L’opera si presenta, innanzitutto, come un trattato d’arte militare. Ciò va precisato, nonostante il fatto che certi consigli risultino validi anche in altri contesti. Se fosse altrimenti, non si spiegherebbe l’interesse dei più grandi strateghi della storia nei suoi confronti, a partire da Napoleone […]. E anche Mao Tse-tung mostrò di interessarsi ai princìpi del Ping-fa, applicandoli nella Lunga Marcia che lo avrebbe portato al potere.

Sun-tzu esordisce ammettendo che la strategia è l’affare più importante dello Stato (cap. I). Si deve tener conto del fatto che l’esistenza presenta sempre una coppia di polarità: vita/morte, vittoria/sconfitta, vantaggio/danno, eccetera. È necessario prendere posizione, dunque, parteggiando per uno degli opposti, e rifiutando l’altro.

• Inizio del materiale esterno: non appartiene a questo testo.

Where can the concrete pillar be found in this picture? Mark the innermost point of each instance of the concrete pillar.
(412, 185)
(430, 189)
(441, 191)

La strategia ha il compito di facilitare i nostri movimenti.

Ci si dovrà ispirare al tao, principio-guida del comportamento, da cui lo stratega non può prescindere. Il tao rappresenta la perfetta modalità esecutiva di qualsiasi compito: ecco perché, anche nell’ambito della politica militare, non si potrà trascurarlo.

Da un altro punto di vista, si dovrà tener conto del tempo, cioè la condizione atmosferica; e del terreno, elemento strategico su cui Sun-tzu si dilunga in particolare. Se al tao, al tempo e al terreno aggiungiamo il comandante, al quale l’autore rivolge preziosi consigli, e la tattica, cioè l’indispensabile modello di riferimento — nulla dovrà essere affidato al caso — avremo i «cinque elementi concreti» (wu-shih), posti a fondamento dell’opera.

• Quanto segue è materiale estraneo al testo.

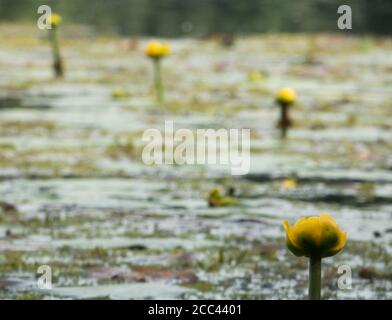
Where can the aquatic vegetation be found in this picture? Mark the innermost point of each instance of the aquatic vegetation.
(58, 66)
(119, 93)
(289, 184)
(156, 50)
(285, 98)
(216, 199)
(255, 76)
(315, 238)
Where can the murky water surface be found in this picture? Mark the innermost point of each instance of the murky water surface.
(76, 196)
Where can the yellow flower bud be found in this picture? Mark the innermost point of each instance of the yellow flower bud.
(157, 49)
(54, 19)
(286, 96)
(315, 236)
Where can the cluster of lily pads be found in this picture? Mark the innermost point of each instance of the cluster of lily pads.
(315, 237)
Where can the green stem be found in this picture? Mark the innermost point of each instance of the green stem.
(57, 61)
(315, 278)
(284, 119)
(159, 90)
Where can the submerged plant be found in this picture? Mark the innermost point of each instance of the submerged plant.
(156, 50)
(58, 67)
(315, 238)
(285, 98)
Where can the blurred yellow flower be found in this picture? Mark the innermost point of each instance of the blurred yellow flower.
(157, 49)
(216, 199)
(289, 183)
(255, 76)
(286, 96)
(54, 19)
(315, 236)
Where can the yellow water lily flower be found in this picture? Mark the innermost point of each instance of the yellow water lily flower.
(54, 19)
(315, 236)
(216, 199)
(286, 95)
(157, 49)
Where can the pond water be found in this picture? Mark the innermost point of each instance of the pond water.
(75, 195)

Sun cerca di evitare — come già osservato — che si arrivi alla battaglia. Egli mira alla vittoria, certamente, e prenderebbe le distanze da alcune esaltazioni della sconfitta, che attecchirono in Giappone; tuttavia, ritiene che il trionfo possa, e debba essenzialmente, essere ottenuto senza combattere. Una volta che il piano d’attacco venga perfezionato, la battaglia è già vinta nel quartier generale: muovere le pedine, cioè i soldati, si rivela, a questo punto, un gioco da ragazzi. Inoltre, tutto dev’essere compiuto in fretta: la strategia vincente è rapida, e si sbarazza del nemico senza neppure dargli il tempo di capire che sarà sconfitto.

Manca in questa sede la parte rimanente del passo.